There is too much work to be done to throw a party right now, Mayor Brian Arrigo said this week.
Due to the mayoral recount that continued into December, Arrigo never had a chance to transition into office, but rather came in with only a few days to plan for the inauguration. He originally had planned to have an inaugural celebration at the end of January, but this week – after spending three weeks in office – he said it just wasn’t the time.
“The three weeks since have been extremely busy, as my administration has hit the ground running in tackling the many challenges we have inherited,” he said on Tuesday in a statement. “I have begun the process of evaluating each and every department in the City to make sure we deliver the most efficient city services possible to Revere’s taxpayers. This process won’t be quick or easy, but it’s something I’m fully committed to. The hectic nature of my early days in office has not allowed for time to have a traditional inaugural celebration or address to the City. However, I’m proud to have made my office accessible to all by creating a welcoming environment at City Hall, and by opening my doors for office hours every Thursday night so residents can come in after work and discuss any issues of concern.”

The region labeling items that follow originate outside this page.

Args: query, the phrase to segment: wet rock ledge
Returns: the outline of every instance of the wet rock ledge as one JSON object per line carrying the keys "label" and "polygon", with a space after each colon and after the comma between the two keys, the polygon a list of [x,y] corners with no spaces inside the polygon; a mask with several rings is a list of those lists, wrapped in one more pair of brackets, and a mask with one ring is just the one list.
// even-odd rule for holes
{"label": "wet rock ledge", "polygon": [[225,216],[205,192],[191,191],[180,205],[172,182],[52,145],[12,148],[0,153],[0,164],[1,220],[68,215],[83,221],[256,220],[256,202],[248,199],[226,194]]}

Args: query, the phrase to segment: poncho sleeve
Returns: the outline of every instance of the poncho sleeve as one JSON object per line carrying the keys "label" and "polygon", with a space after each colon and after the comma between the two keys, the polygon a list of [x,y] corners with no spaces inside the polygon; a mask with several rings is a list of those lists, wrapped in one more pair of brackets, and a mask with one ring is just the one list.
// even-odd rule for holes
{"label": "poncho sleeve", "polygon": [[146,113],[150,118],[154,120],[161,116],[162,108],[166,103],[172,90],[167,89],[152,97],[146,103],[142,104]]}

In his first few days, Arrigo and his administration have been trying to understand just where things are at. He said he would likely spend a good deal of his first months professionalizing City Hall by establishing written hiring practices, written protocols and other standard organizational structures. Starting from the ground up on such things, he said, is going to take time. He will outline these plans in a speech to the Council on Feb. 8.

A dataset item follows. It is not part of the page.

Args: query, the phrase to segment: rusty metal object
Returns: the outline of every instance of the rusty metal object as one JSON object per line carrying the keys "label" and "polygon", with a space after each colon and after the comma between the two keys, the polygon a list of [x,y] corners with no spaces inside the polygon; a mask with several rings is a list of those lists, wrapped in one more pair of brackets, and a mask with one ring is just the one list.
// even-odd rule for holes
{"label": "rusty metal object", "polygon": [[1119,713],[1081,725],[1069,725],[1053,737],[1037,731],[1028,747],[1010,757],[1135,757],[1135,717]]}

“At the City Council meeting on February 8, I will speak to the Council and to the residents, laying out my agenda for the months and years ahead,” he said. “I look forward to discussing some of our ambitious plans to transform City government and deliver the better Revere we promised residents on the campaign trail.”
Arrigo also pointed out that he will remain accessible to the public, and made a point of noting that the shades in the Mayor’s Office are once again open for everyone to see inside – a nod to his promise of transparency.